Taoiseach Enda Kenny. Photo: Getty
Taoiseach Enda Kenny. Photo: Getty
Kevin Doyle

Kevin Doyle

July 8, 2016

Government Chief Whip Regina Doherty called on Enda Kenny to clarify his intentions on how long he will remain as leader. Speaking on LMFM, Ms Doherty said to do so would allow the party "get back to normal".

Without a definitive timeline, she said Fine Gael TDs and senators would be giving a different opinion on the issue every week.

It followed an opinion poll showing Leo Varadkar as the favourite to replace the Taoiseach.

July 10

Fine Gael's deputy chairman Pat Deering urged the Taoiseach to name a departure date.

Kate O’Connell. Photo: Tom Burke
Kate O’Connell. Photo: Tom Burke

Newspapers had been suggesting that some party members might file a motion of no confidence in Mr Kenny following gains for Fianna Fáil in opinion polls.

It followed a period of instability surrounding a vote on Mick Wallace's fatal foetal abnormalities bill in the Dáil.

The Taoiseach effectively gave the Independent members of the Cabinet a free vote on the bill.

"I would expect that the Taoiseach would clarify the situation on Wednesday night at our next parliamentary party meeting. I think that would probably be the most appropriate place to do so at this stage," Mr Deering said.

Louth TD Fergus O'Dowd said he would like to see change "sooner rather than later".

July 12

Clare TD Joe Carey said the Taoiseach should outline his intentions. "It is incumbent on the Taoiseach to come out and put his case forward. We need a stable government, but I do feel the Taoiseach needs to draw a line through this, he needs to explain his position to the parliamentary party," he said.
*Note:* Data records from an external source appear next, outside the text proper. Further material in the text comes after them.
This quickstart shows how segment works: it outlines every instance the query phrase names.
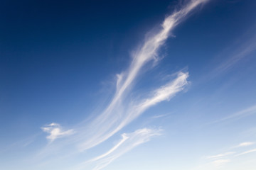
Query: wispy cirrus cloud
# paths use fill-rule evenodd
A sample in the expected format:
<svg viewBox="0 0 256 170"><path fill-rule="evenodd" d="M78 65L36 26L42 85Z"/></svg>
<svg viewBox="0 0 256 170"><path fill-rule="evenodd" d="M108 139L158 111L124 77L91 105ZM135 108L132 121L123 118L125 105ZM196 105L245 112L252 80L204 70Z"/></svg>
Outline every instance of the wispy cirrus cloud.
<svg viewBox="0 0 256 170"><path fill-rule="evenodd" d="M51 142L57 138L67 137L75 132L73 130L63 130L59 124L55 123L45 125L41 129L43 132L50 134L46 138L50 140Z"/></svg>
<svg viewBox="0 0 256 170"><path fill-rule="evenodd" d="M188 13L206 1L191 1L180 10L166 17L159 31L147 38L143 45L134 52L128 69L117 74L116 91L109 106L89 125L88 128L86 128L91 130L85 132L87 137L86 142L80 144L81 150L91 148L102 142L149 107L161 101L169 100L183 89L188 84L188 74L179 72L176 79L154 91L152 97L144 98L139 101L134 101L134 98L127 97L136 78L145 64L150 61L158 60L158 51L169 36L170 32L183 21Z"/></svg>
<svg viewBox="0 0 256 170"><path fill-rule="evenodd" d="M248 115L255 114L255 113L256 113L256 105L254 105L254 106L247 108L242 110L236 112L233 114L231 114L230 115L224 117L220 120L215 120L213 123L219 123L219 122L227 121L227 120L230 120L239 119L239 118L242 118L243 117L248 116Z"/></svg>
<svg viewBox="0 0 256 170"><path fill-rule="evenodd" d="M236 154L235 157L239 157L239 156L242 156L242 155L252 153L252 152L256 152L256 149L245 151L245 152L243 152L242 153Z"/></svg>
<svg viewBox="0 0 256 170"><path fill-rule="evenodd" d="M245 142L242 143L240 143L236 146L235 146L234 147L247 147L247 146L250 146L254 144L255 142Z"/></svg>
<svg viewBox="0 0 256 170"><path fill-rule="evenodd" d="M161 135L161 129L143 128L132 133L123 133L120 141L112 149L106 153L80 164L75 169L82 169L88 166L93 170L102 169L134 147L149 141L154 136Z"/></svg>
<svg viewBox="0 0 256 170"><path fill-rule="evenodd" d="M235 154L235 152L225 152L223 154L216 154L216 155L212 155L212 156L208 156L207 157L207 159L222 159L223 157L225 157L227 156L230 156L232 154Z"/></svg>

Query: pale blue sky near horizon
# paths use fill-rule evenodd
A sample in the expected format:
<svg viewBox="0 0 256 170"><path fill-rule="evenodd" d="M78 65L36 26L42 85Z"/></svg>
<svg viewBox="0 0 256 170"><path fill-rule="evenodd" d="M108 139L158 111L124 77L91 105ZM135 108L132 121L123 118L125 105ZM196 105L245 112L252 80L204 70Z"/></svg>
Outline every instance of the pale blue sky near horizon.
<svg viewBox="0 0 256 170"><path fill-rule="evenodd" d="M1 169L255 170L255 1L1 4Z"/></svg>

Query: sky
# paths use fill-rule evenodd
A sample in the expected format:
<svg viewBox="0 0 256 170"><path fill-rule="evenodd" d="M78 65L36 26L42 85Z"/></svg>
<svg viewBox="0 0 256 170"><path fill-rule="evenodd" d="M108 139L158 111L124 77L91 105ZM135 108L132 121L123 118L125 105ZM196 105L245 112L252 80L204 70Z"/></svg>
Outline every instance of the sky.
<svg viewBox="0 0 256 170"><path fill-rule="evenodd" d="M0 4L0 169L255 169L255 1Z"/></svg>

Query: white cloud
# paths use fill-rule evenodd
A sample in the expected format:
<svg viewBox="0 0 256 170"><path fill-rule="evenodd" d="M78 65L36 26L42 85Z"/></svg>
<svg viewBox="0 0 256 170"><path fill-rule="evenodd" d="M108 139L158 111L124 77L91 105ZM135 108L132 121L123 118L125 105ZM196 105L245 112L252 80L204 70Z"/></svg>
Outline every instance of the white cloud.
<svg viewBox="0 0 256 170"><path fill-rule="evenodd" d="M60 125L55 123L43 126L41 129L43 132L50 134L46 138L50 140L50 142L53 142L57 138L66 137L74 133L73 130L63 131Z"/></svg>
<svg viewBox="0 0 256 170"><path fill-rule="evenodd" d="M254 144L255 142L242 142L239 144L238 145L235 146L235 147L247 147L250 145L252 145Z"/></svg>
<svg viewBox="0 0 256 170"><path fill-rule="evenodd" d="M188 73L180 72L177 78L152 91L151 96L136 101L127 105L121 102L111 112L105 112L90 123L87 138L80 145L81 150L89 149L108 139L146 109L163 101L169 100L187 85ZM99 126L100 125L100 126Z"/></svg>
<svg viewBox="0 0 256 170"><path fill-rule="evenodd" d="M138 117L146 109L161 101L169 100L176 93L183 89L184 86L188 84L188 74L180 72L176 79L156 89L153 92L152 97L144 98L139 101L133 98L127 100L127 94L132 90L133 83L140 71L150 61L158 60L158 51L169 36L170 32L196 7L206 1L191 1L180 10L166 17L159 31L147 38L142 47L133 53L132 60L128 69L117 76L116 91L109 106L88 127L84 128L85 130L82 136L85 136L86 139L84 140L85 142L80 144L80 150L91 148L102 142Z"/></svg>
<svg viewBox="0 0 256 170"><path fill-rule="evenodd" d="M216 166L220 166L225 164L227 164L228 162L231 162L230 159L218 159L213 162L213 164Z"/></svg>
<svg viewBox="0 0 256 170"><path fill-rule="evenodd" d="M209 156L209 157L207 157L207 159L220 159L220 158L225 157L227 156L232 155L234 154L235 154L235 152L225 152L224 154L216 154L216 155Z"/></svg>
<svg viewBox="0 0 256 170"><path fill-rule="evenodd" d="M238 111L232 115L228 115L223 118L214 121L213 123L218 123L222 121L226 121L232 119L242 118L245 116L248 116L252 114L256 113L256 105L250 106L250 108L245 108L241 111Z"/></svg>
<svg viewBox="0 0 256 170"><path fill-rule="evenodd" d="M102 169L134 147L149 141L152 137L160 135L161 130L159 129L144 128L132 133L124 133L122 135L122 140L111 149L80 164L78 169L82 169L88 166L93 170Z"/></svg>

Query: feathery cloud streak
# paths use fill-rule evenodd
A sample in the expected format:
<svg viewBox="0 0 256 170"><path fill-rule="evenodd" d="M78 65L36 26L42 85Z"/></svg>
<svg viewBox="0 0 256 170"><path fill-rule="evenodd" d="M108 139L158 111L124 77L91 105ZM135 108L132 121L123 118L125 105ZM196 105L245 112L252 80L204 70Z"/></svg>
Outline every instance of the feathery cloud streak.
<svg viewBox="0 0 256 170"><path fill-rule="evenodd" d="M134 147L146 142L151 137L161 135L160 129L139 129L132 133L123 133L122 140L106 153L82 164L78 169L91 166L93 170L100 170Z"/></svg>
<svg viewBox="0 0 256 170"><path fill-rule="evenodd" d="M50 142L53 142L57 138L66 137L74 133L73 130L63 131L60 125L55 123L42 127L41 129L43 132L50 134L46 138L50 140Z"/></svg>
<svg viewBox="0 0 256 170"><path fill-rule="evenodd" d="M206 1L207 0L191 1L183 8L169 16L163 22L161 30L146 40L142 47L134 53L128 69L117 75L116 92L110 105L87 128L90 130L85 133L88 137L85 142L80 145L81 150L91 148L106 140L146 109L159 102L169 100L183 89L187 84L188 74L181 72L176 79L155 90L153 97L137 101L139 105L127 101L127 92L131 90L140 70L149 62L158 60L158 50L168 38L170 32L196 7ZM128 106L123 105L124 101Z"/></svg>

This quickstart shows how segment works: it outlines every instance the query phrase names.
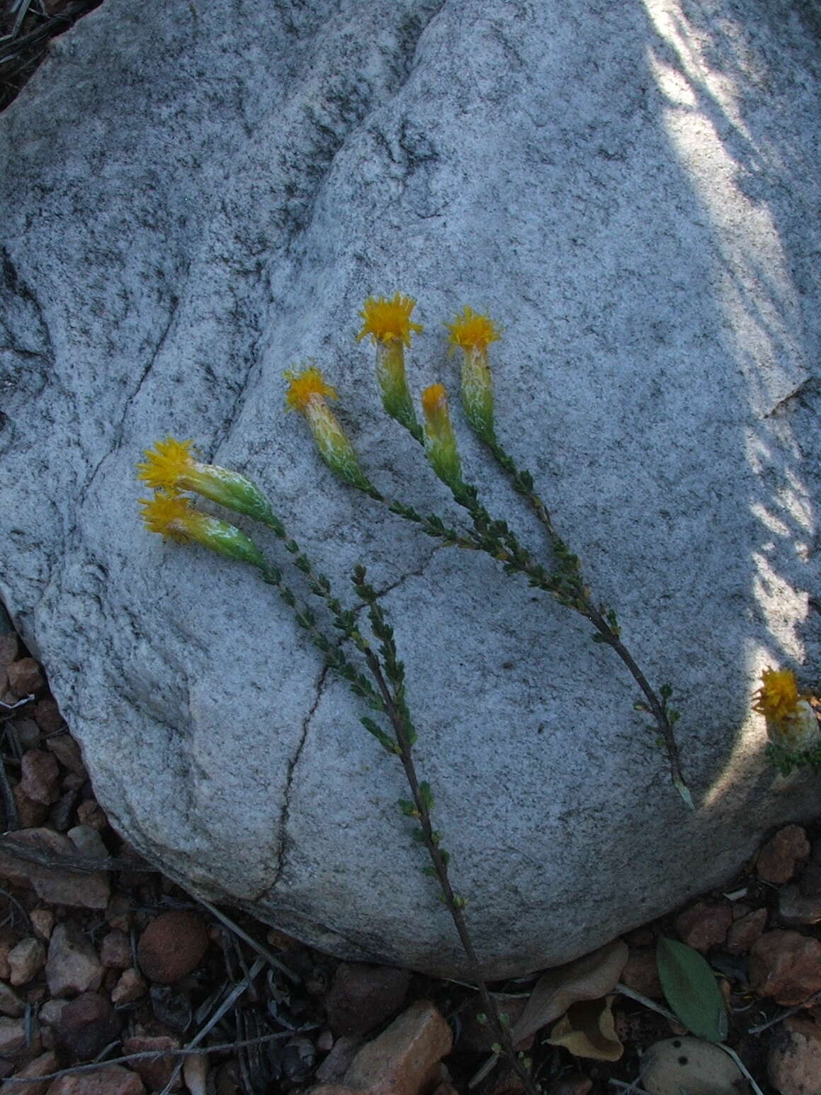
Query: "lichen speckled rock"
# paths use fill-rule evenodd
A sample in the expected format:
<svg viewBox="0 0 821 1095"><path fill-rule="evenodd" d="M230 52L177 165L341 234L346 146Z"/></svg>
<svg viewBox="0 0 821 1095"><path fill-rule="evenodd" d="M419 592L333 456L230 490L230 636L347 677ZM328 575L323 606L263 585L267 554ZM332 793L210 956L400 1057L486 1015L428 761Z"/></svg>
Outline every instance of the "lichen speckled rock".
<svg viewBox="0 0 821 1095"><path fill-rule="evenodd" d="M813 13L106 0L0 118L2 596L114 823L193 891L465 971L356 701L252 573L141 529L135 463L167 433L257 481L340 587L365 560L386 590L489 975L598 946L818 808L750 714L762 667L819 666ZM458 516L354 341L396 290L417 390L452 382L462 304L505 325L500 435L674 685L694 815L583 621L352 496L284 411L316 358L377 481Z"/></svg>

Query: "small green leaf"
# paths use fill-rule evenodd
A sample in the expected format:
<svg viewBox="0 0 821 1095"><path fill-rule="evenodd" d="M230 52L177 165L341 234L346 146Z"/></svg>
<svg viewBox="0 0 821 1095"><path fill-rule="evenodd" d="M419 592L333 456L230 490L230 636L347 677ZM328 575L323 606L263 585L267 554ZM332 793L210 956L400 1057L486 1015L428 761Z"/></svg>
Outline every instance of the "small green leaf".
<svg viewBox="0 0 821 1095"><path fill-rule="evenodd" d="M377 739L377 741L379 741L379 744L382 746L383 749L386 749L388 752L390 753L396 752L397 749L396 742L389 734L385 734L384 730L381 730L372 718L368 718L367 715L362 715L359 722L362 724L362 726L369 734L373 735L373 737Z"/></svg>
<svg viewBox="0 0 821 1095"><path fill-rule="evenodd" d="M724 1041L727 1008L706 958L677 940L660 938L656 950L667 1002L696 1038Z"/></svg>

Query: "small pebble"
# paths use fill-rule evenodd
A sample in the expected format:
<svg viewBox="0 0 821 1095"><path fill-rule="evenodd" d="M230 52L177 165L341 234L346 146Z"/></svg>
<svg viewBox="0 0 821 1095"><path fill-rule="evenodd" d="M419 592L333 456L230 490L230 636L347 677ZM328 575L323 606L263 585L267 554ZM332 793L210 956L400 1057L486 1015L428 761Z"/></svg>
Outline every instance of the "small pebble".
<svg viewBox="0 0 821 1095"><path fill-rule="evenodd" d="M810 842L799 825L788 825L771 837L755 860L759 878L774 886L788 883L798 864L810 854Z"/></svg>
<svg viewBox="0 0 821 1095"><path fill-rule="evenodd" d="M144 996L147 992L148 984L137 970L134 967L124 969L119 980L112 989L112 1003L115 1006L131 1004L135 1000Z"/></svg>
<svg viewBox="0 0 821 1095"><path fill-rule="evenodd" d="M43 668L34 658L21 658L7 666L9 688L21 700L24 695L37 695L45 691L46 678Z"/></svg>
<svg viewBox="0 0 821 1095"><path fill-rule="evenodd" d="M25 1003L10 984L7 984L5 981L0 981L0 1015L8 1015L10 1018L19 1019L24 1012Z"/></svg>
<svg viewBox="0 0 821 1095"><path fill-rule="evenodd" d="M745 915L733 920L727 932L727 949L731 955L745 955L753 943L766 927L766 909L753 909Z"/></svg>
<svg viewBox="0 0 821 1095"><path fill-rule="evenodd" d="M779 1095L821 1091L821 1026L800 1016L785 1019L773 1038L767 1075Z"/></svg>
<svg viewBox="0 0 821 1095"><path fill-rule="evenodd" d="M137 944L140 968L150 981L173 984L199 965L208 946L208 927L189 909L163 912Z"/></svg>
<svg viewBox="0 0 821 1095"><path fill-rule="evenodd" d="M760 935L750 949L750 988L785 1007L821 990L821 943L798 932Z"/></svg>
<svg viewBox="0 0 821 1095"><path fill-rule="evenodd" d="M51 937L51 932L54 931L54 910L53 909L32 909L28 913L32 921L32 927L34 929L34 934L37 938L48 942Z"/></svg>
<svg viewBox="0 0 821 1095"><path fill-rule="evenodd" d="M128 969L132 961L131 941L125 932L115 930L103 936L100 960L106 968Z"/></svg>
<svg viewBox="0 0 821 1095"><path fill-rule="evenodd" d="M66 1004L56 1024L58 1044L71 1057L91 1060L119 1036L120 1019L97 992L82 992Z"/></svg>
<svg viewBox="0 0 821 1095"><path fill-rule="evenodd" d="M46 980L53 996L94 991L103 980L103 964L77 924L67 920L51 933Z"/></svg>
<svg viewBox="0 0 821 1095"><path fill-rule="evenodd" d="M0 1056L11 1057L25 1046L25 1021L0 1015Z"/></svg>
<svg viewBox="0 0 821 1095"><path fill-rule="evenodd" d="M706 954L727 938L732 923L732 907L726 901L697 901L675 918L675 930L683 943Z"/></svg>
<svg viewBox="0 0 821 1095"><path fill-rule="evenodd" d="M34 936L21 940L9 952L9 980L13 986L28 984L46 964L46 948Z"/></svg>

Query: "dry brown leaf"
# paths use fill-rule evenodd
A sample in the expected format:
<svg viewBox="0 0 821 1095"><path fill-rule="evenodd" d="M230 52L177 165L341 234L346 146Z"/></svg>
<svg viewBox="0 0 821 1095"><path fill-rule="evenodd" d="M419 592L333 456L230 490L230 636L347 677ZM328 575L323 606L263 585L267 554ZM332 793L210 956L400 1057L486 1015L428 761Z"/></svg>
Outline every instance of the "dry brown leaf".
<svg viewBox="0 0 821 1095"><path fill-rule="evenodd" d="M510 1033L513 1045L518 1046L528 1035L553 1023L578 1000L606 996L622 976L627 954L627 944L615 940L583 958L548 969L536 981L527 1007Z"/></svg>
<svg viewBox="0 0 821 1095"><path fill-rule="evenodd" d="M624 1046L615 1033L613 1001L580 1000L570 1004L567 1013L551 1030L547 1039L551 1046L564 1046L574 1057L588 1057L594 1061L617 1061Z"/></svg>

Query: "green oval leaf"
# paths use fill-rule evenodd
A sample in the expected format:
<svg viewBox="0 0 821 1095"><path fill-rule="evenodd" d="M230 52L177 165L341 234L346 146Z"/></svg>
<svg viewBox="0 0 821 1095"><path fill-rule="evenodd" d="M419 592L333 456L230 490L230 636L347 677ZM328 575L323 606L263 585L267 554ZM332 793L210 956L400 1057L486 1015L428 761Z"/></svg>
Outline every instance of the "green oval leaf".
<svg viewBox="0 0 821 1095"><path fill-rule="evenodd" d="M675 940L660 938L656 950L667 1002L687 1029L707 1041L727 1037L727 1008L706 958Z"/></svg>

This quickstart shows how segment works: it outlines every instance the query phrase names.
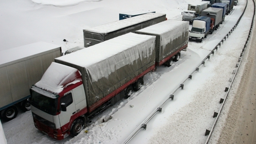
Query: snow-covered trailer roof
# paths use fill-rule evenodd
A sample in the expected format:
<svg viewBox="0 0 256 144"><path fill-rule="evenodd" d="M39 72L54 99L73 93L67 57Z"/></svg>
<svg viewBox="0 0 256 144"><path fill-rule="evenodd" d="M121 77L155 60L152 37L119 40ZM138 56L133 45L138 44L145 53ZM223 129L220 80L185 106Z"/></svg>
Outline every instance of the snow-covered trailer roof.
<svg viewBox="0 0 256 144"><path fill-rule="evenodd" d="M0 68L31 59L38 55L59 51L60 49L60 47L57 45L39 42L2 50L0 51Z"/></svg>
<svg viewBox="0 0 256 144"><path fill-rule="evenodd" d="M83 30L85 47L92 46L165 20L165 14L150 13Z"/></svg>
<svg viewBox="0 0 256 144"><path fill-rule="evenodd" d="M169 20L137 31L156 36L156 62L159 62L188 43L189 22Z"/></svg>
<svg viewBox="0 0 256 144"><path fill-rule="evenodd" d="M155 64L155 37L129 33L55 59L82 74L88 105Z"/></svg>

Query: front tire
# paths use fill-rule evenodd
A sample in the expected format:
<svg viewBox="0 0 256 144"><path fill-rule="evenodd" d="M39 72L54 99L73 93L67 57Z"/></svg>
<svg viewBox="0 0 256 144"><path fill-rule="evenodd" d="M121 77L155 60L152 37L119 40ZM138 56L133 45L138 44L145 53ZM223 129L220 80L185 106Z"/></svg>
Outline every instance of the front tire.
<svg viewBox="0 0 256 144"><path fill-rule="evenodd" d="M130 85L126 89L124 90L124 98L128 98L130 97L132 94L133 88Z"/></svg>
<svg viewBox="0 0 256 144"><path fill-rule="evenodd" d="M73 136L77 135L84 128L85 125L84 121L82 119L75 120L71 126L70 134Z"/></svg>
<svg viewBox="0 0 256 144"><path fill-rule="evenodd" d="M11 121L16 117L18 114L18 108L16 106L11 106L1 112L1 117L4 121Z"/></svg>
<svg viewBox="0 0 256 144"><path fill-rule="evenodd" d="M21 103L21 109L24 112L30 110L30 102L27 100L22 101Z"/></svg>

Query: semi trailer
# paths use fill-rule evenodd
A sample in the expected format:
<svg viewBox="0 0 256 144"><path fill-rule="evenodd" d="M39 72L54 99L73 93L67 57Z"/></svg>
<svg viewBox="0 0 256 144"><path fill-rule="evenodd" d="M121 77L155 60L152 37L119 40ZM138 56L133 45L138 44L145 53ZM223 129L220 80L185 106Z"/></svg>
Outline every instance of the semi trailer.
<svg viewBox="0 0 256 144"><path fill-rule="evenodd" d="M208 7L208 1L197 1L188 5L187 10L182 13L182 21L192 22L196 17L201 16L202 11Z"/></svg>
<svg viewBox="0 0 256 144"><path fill-rule="evenodd" d="M219 28L220 22L222 21L223 9L215 7L209 7L202 11L202 16L210 17L211 23L213 22L214 25L214 30ZM212 33L213 32L211 33Z"/></svg>
<svg viewBox="0 0 256 144"><path fill-rule="evenodd" d="M58 140L143 84L155 69L156 36L129 33L55 59L31 89L35 126Z"/></svg>
<svg viewBox="0 0 256 144"><path fill-rule="evenodd" d="M136 33L155 36L156 66L170 66L188 47L189 22L169 20L137 31Z"/></svg>
<svg viewBox="0 0 256 144"><path fill-rule="evenodd" d="M212 7L215 7L217 8L222 9L223 11L222 12L222 20L220 22L220 24L222 24L222 22L225 20L225 16L226 16L226 12L227 5L224 3L215 3L212 5L211 6Z"/></svg>
<svg viewBox="0 0 256 144"><path fill-rule="evenodd" d="M204 16L194 19L190 31L189 40L202 42L204 38L207 37L210 31L210 18Z"/></svg>
<svg viewBox="0 0 256 144"><path fill-rule="evenodd" d="M84 42L87 47L164 21L166 14L149 13L84 29Z"/></svg>
<svg viewBox="0 0 256 144"><path fill-rule="evenodd" d="M19 107L30 110L30 87L61 55L60 47L42 42L1 51L0 116L3 120L15 118Z"/></svg>

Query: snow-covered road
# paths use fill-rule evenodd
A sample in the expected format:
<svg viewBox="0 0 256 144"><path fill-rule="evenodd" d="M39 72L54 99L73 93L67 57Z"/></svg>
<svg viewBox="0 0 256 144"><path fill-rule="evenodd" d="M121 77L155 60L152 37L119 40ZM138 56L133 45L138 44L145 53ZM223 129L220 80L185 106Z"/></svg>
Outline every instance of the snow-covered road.
<svg viewBox="0 0 256 144"><path fill-rule="evenodd" d="M78 10L79 9L82 9L81 6L84 6L85 4L87 2L84 1L84 2L79 3L79 1L82 1L77 2L79 4L66 7L53 7L50 5L46 6L38 4L34 4L33 6L41 10L52 10L48 12L53 13L55 11L52 10L60 11L59 9L64 7L68 9L67 10L69 11L74 12L75 11L75 14L77 14L80 12L78 11L79 11ZM117 0L114 1L117 3L121 2ZM136 1L132 1L131 3L135 2ZM155 2L152 1L151 3L146 1L143 1L141 2L142 5L144 4L143 2L147 4L144 7L146 9L152 9L153 7L151 5L153 5ZM178 15L180 14L180 12L182 11L180 9L186 9L187 3L194 1L196 1L191 0L176 1L174 2L175 4L174 5L173 3L169 2L159 2L155 6L159 11L166 13L169 17L178 19L181 17L179 17L180 16ZM49 2L47 0L44 2ZM56 1L56 2L58 1ZM60 1L58 2L59 5L62 5L62 4L65 5ZM74 4L67 2L68 4L66 4L68 5ZM110 8L111 9L110 14L114 12L117 15L119 12L116 10L115 11L116 4L112 5L109 4L112 2L114 2L106 0L98 2L97 3L98 5L96 3L86 3L87 5L86 7L89 7L89 5L91 4L91 8L95 8L95 11L97 10L105 11L106 7L108 7L108 9ZM37 130L34 126L31 112L29 111L20 113L17 118L11 121L2 122L8 143L122 143L228 33L236 23L246 3L245 0L240 0L239 4L234 6L231 13L226 16L225 21L221 25L220 28L214 31L213 34L209 35L202 43L189 42L187 51L182 52L181 58L174 63L169 68L160 66L157 71L146 75L144 78L144 85L140 90L134 92L128 99L122 100L95 118L93 122L85 129L88 130L87 133L82 131L75 137L69 137L62 141L57 141ZM9 5L9 6L11 6L11 4ZM30 6L32 6L31 3L30 5ZM106 5L105 7L104 6L104 5ZM249 6L249 5L247 7ZM170 8L171 6L172 9ZM251 4L250 6L252 6ZM135 9L135 8L133 9L127 11L132 11ZM36 11L36 9L34 11ZM80 11L81 13L84 12L82 12L83 11L82 10ZM157 11L156 12L161 13ZM237 28L222 45L220 48L218 49L218 52L215 52L214 56L211 57L210 60L206 62L205 66L201 67L199 72L193 75L192 80L188 80L186 82L184 90L179 91L175 94L174 101L168 102L163 108L162 113L157 114L150 121L146 130L141 130L129 143L204 143L207 138L204 135L206 129L210 128L212 126L215 120L212 118L213 113L218 111L220 106L219 101L225 95L225 87L230 83L229 78L232 76L232 72L243 47L244 42L247 38L252 16L252 14L251 15L250 11L247 13L247 15L245 15ZM107 17L108 15L105 15L105 16ZM74 14L65 16L69 20L65 22L68 23L68 21L73 18L69 17L73 17L73 16L75 17L78 16L80 15ZM111 20L113 21L113 16L110 17L110 19L105 21L111 22ZM55 16L54 16L51 18L53 20L55 17ZM38 22L40 21L41 21ZM97 25L96 23L104 23L102 19L97 18L91 19L90 21L79 22L78 24L79 26L79 31L81 32L83 28L82 28L81 26L82 23L87 23L87 26L89 27ZM61 25L61 23L58 21L57 24ZM62 31L54 29L58 27L55 25L56 23L54 24L52 27L50 24L48 25L49 25L47 27L50 27L51 30L52 30L46 32L44 34L46 36L43 37L44 38L47 37L47 35L50 35L48 33L50 33L51 31ZM75 25L75 22L73 21L69 25L74 26ZM36 28L34 27L32 28L32 30ZM75 32L76 32L76 31ZM81 37L81 39L78 39L77 36L72 37L72 35L69 36L70 39L72 39L69 42L57 43L60 45L64 45L62 47L66 49L77 46L76 44L83 43L82 34L80 34L79 35ZM49 39L54 39L52 41L53 43L58 38L63 38L55 34L49 37ZM2 38L1 39L2 41L8 40ZM75 42L80 42L77 43ZM10 42L6 43L5 45L7 45ZM13 46L13 47L16 46L15 44ZM239 78L240 77L238 78ZM106 122L102 123L102 118L109 116L111 116L112 119ZM216 137L218 137L216 135ZM216 140L217 138L215 139Z"/></svg>

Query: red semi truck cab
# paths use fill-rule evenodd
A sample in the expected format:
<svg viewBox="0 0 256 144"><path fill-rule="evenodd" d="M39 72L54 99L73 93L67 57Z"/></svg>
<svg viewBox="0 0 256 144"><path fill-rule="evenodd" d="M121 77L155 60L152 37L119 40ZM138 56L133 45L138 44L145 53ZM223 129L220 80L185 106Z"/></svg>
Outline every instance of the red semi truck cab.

Michael D'Arcy agreed, saying: "I think the Taoiseach needs to clarify a timetable for when he intends to stand down."

July 13

Cork South West TD Jim Daly said a "culture of fear" must be lifted from the party rooms and the leadership "should be discussed now".

September 14

Brendan Griffin from Kerry said the party needed a "fresh start" and that the leadership issue had to be addressed for the sake of the country.

"A time comes when you have to just say we have to confront this; it's not a pleasant thing to be confronting anyone's leadership, but the reality is that as members of the party we have a duty to protect the party," he said.

Kilkenny TD John Paul Phelan suggested Mr Kenny's leadership should be addressed after October's Budget.

"We had months of uncertainty following the election. We now have a Government in place. We have a budget in a month's time. Enda Kenny has already said he won't lead us into the next election. It is fairly obvious that election could happen at any time and once the budget is finished we need to return to this subject," he said.

John Deasy, who has long been a critic of Mr Kenny, had maintained an unusual silence since the election but broke it to say: "This will come to a head by the end of the year and it must be dealt with."

January 11, 2017

One of the party's newest TDs, Kate O'Connell from the Dublin Bay South constituency, entered the debate. She urged ministers who wished to succeed Enda Kenny to show their "mettle" by questioning the leadership.

February 13

Noel Rock, who is a supporter of Leo Varadkar, told the Irish Independent that poor opinion poll ratings were linked to the uncertainty around the leadership. He called for Mr Kenny to give a timeline for his exit.

He suffered a backlash from some party elders - but his statements were a prelude to what would follow over the past few days.

How the FG leadership election process works

Candidates who are hoping to run for the leadership of Fine Gael must secure the backing of at least seven TDs, senators or MEPs.

The party rulebook outlines a strict process for the selection of a leader, involving a series of hustings around the country. The 73 members of the parliamentary party will be key to victory as they make up 65pc of the vote.

Councillors account for 10pc of the weighted vote, while ordinary members are 25pc of the Electoral College.

Fine Gael's executive council will be responsible for picking a polling date, not later than 20 days after a vacancy in the position of leader arises.

A candidate must be nominated in writing by members representing at least 10pc of the parliamentary party, not more than seven days after the vacancy arises. Hustings will be organised between day 10 and day 18.

"The regional meetings will provide an opportunity for the party membership, including the local public representatives, to meet the candidates," the Fine Gael constitution states.

The voting is done by secret ballot with public representatives voting on the same day and at the same venues as the party membership.

Parliamentary party members will cast their vote at a special meeting convened by the party chairman.